Keyifli okumalar canlarım.
Yorum ve oylarınızı eksik etmezseniz sevinirim.
Görselde; Yekta var.
Bölüm müziğimiz; Cengiz Özkan - Efkar
************************************
''Bir bak tarihe, Türk'e baş kaldıranların sonu ne olmuş!..''
Bilge Kağan
*******
''Gecenin köründe kulak kesildiğinizde duyacağınız tek ses rüzgar uğultusudur, oysa o rüzgar komandonun ayak sesleridir...''
duslerkitapliği
*******
Bir asker için her operasyon ölümle bir randevu demektir. Bunun içindir ki karakolun kapısından her çıktığımızda, geri dönmeyecekmiş gibi ardımızda bıraktıklarımızdan helalleşmemiz.. Bir tarafımız bunu çok ister! Kim istemez ki vatanını, namusu uğruna şehadet şerbetini içmeyi? Bir Komando, bunlara her daim hazırdır, alışıktır. Alışamadığımız şeylerde var elbette. Sonrasında yaşanacaklar gibi.. Ölümle burun buruna geldiğimiz o anlarda içimizden geçen, korktuğumuz tek şey ardımızda bıraktıklarımızdır. Sevdiklerimizin hissedeceklerin o üzüntüyü ta yüreğinizin en derininde hissedersiniz. O andan sonra önemli olan operasyon iyi geçmiş olması değil, bütün ekibin iyi ve sağlıklı bir şekilde dönmesi için dua edip oradan onları sağ salim çıkarma düşüncesi oluyor. Bende bir asker olarak şehadet şerbetini içmek istedim. Ardımda bırakacağım yaşlı bir ana babamdan başka kimim kalmıştı ki beni düşünüp üzülecek diye düşünüyordum o zamanlar.. Şimdi ise geri de bıraktığım beni seven, bekleyen biri vardı. Sevdiğim adam, dünyadayken bana verilmiş ikinci şansım!

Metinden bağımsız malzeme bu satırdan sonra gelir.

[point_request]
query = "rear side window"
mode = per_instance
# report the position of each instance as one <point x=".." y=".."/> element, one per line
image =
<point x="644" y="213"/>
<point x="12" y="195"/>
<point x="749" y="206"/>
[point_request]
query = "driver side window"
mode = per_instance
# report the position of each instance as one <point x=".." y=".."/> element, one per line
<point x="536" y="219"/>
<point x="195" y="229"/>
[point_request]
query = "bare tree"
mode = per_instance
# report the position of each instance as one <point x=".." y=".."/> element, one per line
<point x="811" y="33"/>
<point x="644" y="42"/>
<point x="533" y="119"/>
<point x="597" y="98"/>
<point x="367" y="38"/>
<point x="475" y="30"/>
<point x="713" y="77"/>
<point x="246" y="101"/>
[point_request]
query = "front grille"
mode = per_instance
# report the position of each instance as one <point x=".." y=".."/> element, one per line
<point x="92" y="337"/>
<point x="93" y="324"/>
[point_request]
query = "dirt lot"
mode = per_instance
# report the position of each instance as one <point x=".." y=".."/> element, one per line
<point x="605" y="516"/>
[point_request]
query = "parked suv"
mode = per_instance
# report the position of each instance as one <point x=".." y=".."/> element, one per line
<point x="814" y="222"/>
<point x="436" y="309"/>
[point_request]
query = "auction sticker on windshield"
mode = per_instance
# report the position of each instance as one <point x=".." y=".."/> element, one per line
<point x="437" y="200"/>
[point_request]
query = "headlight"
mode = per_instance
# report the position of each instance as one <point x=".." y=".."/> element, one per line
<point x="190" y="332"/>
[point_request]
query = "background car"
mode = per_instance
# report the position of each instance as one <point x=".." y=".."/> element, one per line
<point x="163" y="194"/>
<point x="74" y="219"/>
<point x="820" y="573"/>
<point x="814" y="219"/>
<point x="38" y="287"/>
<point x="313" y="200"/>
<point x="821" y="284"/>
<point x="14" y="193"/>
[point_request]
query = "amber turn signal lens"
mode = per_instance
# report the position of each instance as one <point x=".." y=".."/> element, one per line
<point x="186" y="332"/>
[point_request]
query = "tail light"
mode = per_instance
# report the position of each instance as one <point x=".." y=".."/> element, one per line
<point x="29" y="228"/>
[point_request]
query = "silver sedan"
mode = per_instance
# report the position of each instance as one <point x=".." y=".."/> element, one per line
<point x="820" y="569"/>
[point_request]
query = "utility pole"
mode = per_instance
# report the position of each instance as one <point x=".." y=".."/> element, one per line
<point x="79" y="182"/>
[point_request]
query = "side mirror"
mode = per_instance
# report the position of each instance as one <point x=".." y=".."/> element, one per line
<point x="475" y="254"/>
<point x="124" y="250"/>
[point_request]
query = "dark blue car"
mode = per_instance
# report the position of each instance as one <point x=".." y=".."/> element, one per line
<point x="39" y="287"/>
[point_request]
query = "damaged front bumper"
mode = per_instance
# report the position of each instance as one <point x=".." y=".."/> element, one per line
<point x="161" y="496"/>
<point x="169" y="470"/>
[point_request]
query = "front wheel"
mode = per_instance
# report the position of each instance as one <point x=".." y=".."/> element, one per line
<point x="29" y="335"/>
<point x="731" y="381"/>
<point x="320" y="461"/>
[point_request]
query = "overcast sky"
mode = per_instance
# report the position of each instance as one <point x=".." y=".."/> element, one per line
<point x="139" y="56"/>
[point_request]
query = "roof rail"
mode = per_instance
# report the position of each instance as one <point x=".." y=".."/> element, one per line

Şimdi tehlikeli bir operasyona çıkacakken kalbimde onun özlemi, ona geri dönememe korkusu vardı. Bu onun hayatıma girmesi ile olan bir şey.. Öncesinde de korkardım ama şimdi bir başkaydı. Kaybetmenin ne demek olduğunu bilmeyen o cesur kadın çok geride kalmıştı. Hayat, elimden aldıklarıyla bana bunların ne kadar zararlı olduğunu öğretmişti. Hem de acıta acıta, yaka yaka.. Şimdi yüreğimin böyle çarpmasının nedeni de bu yüzdendi. Yıllarını bu işe vermiş, tecrübeli bir asker olarak bu çıkacağımız operasyonun ne kadar tehlikeli olduğunu biliyordum. Planımı düzgün kurmuştum ama her zaman yeni bir komplikasyonlar gelişebilir ve her şey bir anda aleyhimize dönebilirdi. Çadırdan çıkmadan önce geri dönüp önce sinyal kesici aleti çalıştırıp sonra da güvenli hattan arama yapmamda tam olarak bu yüzdendi. Generale bilgi verdikten sonra durumu kısaca durumu anlatıp arama yapmak için izin aldım. Emirleri aldıktan sonra telefonu kapatıp derin bir nefes aldım ve ikinci aramayı yaptım. Hattan gelen çalış sesleriyle kalbimin gümbürtüsü arttı. Üçüncü çalışta açılan telefon ile rahatladım.
''Dış arama, lütfen parolayı söyleyin!'' diye karşı taraftan duyduğum Ali'nin sesiyle gülümsedim. Askerlerimi, karakolu ve memleketimi çok özlemiştim.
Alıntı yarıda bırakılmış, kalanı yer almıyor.